The estimation of groundwater levels is crucial and an important step in ensuring sustainable management of water resources. In this paper, selected piezometers of the Hamedan-Bahar plain located in west of Iran. The main objective of this study is to compare effect of various pre-processing methods on input data for different artificial intelligence (AI) models to predict groundwater levels (GWLs). The observed GWL, evaporation, precipitation, and temperature were used as input variables in the AI algorithms. Firstly, 126 method of data pre-processing was done by python programming which are classified into three classes: 1- statistical methods, 2- wavelet transform methods and 3- decomposition methods; later, various pre-processed data used by four types of widely used AI models with different kernels, which includes: Support Vector Machine (SVR), Artificial Neural Network (ANN), Long-Short Term memory (LSTM), and Pelican Optimization Algorithm (POA) - Artificial Neural Network (POA-ANN) are classified into three classes: 1- machine learning (SVR and ANN), 2- deep learning (LSTM) and 3- hybrid-ML (POA-ANN) models, to predict groundwater levels (GWLs).
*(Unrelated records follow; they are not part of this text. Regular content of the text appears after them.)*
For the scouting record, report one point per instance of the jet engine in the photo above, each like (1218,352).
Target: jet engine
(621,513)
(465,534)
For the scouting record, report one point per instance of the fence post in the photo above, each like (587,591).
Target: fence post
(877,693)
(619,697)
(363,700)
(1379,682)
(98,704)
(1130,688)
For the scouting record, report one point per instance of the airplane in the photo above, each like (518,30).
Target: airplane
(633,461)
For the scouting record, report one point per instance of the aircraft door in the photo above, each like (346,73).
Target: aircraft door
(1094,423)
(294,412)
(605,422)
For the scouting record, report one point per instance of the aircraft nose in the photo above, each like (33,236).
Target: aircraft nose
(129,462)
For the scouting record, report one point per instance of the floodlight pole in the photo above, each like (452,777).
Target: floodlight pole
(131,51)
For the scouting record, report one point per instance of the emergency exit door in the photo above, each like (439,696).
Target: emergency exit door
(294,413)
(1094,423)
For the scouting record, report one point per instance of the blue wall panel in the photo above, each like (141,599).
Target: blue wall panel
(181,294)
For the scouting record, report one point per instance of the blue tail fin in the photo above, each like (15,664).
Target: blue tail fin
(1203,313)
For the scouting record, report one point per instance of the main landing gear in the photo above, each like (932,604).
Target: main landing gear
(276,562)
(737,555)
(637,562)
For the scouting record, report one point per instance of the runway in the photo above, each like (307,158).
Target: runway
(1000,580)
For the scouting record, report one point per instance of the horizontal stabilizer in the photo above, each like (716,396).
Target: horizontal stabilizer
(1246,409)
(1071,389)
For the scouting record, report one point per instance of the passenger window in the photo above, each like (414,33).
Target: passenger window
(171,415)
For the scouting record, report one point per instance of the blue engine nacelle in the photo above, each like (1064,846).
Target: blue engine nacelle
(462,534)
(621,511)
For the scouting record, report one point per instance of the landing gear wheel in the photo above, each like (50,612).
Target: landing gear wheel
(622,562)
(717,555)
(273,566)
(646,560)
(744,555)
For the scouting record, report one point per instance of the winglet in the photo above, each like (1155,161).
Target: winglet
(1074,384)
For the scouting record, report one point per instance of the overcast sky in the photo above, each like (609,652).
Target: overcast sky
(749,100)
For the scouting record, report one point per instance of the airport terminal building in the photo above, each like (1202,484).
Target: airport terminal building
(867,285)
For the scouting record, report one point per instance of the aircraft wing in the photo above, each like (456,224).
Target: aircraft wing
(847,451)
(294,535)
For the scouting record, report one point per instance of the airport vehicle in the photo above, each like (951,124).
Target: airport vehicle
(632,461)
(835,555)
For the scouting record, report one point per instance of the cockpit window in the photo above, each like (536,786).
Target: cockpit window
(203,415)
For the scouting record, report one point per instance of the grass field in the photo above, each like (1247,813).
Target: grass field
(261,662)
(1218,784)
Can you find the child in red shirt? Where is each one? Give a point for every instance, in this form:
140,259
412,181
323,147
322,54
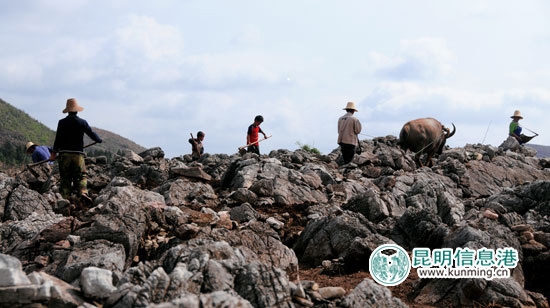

Akaike Information Criterion (AIC) were used to evaluate and validate the predictive accuracy of algorithms. According to the results, based on summation (train and test phases) of AIC value of 1778 models, average of AIC values for ML, DL, hybrid-ML classes, was decreased to −25.3%, −29.6% and −57.8%, respectively. Therefore, the results showed that all data pre-processing methods do not lead to improvement of prediction accuracy, and they should be selected very carefully by trial and error. In conclusion, wavelet-ANN model with daubechies 13 and 25 neurons (db13_ANN_25) is the best model to predict GWL that has −204.9 value for AIC which has grown by 5.23% (−194.7) compared to the state without any pre-processing method (ANN_Relu_25).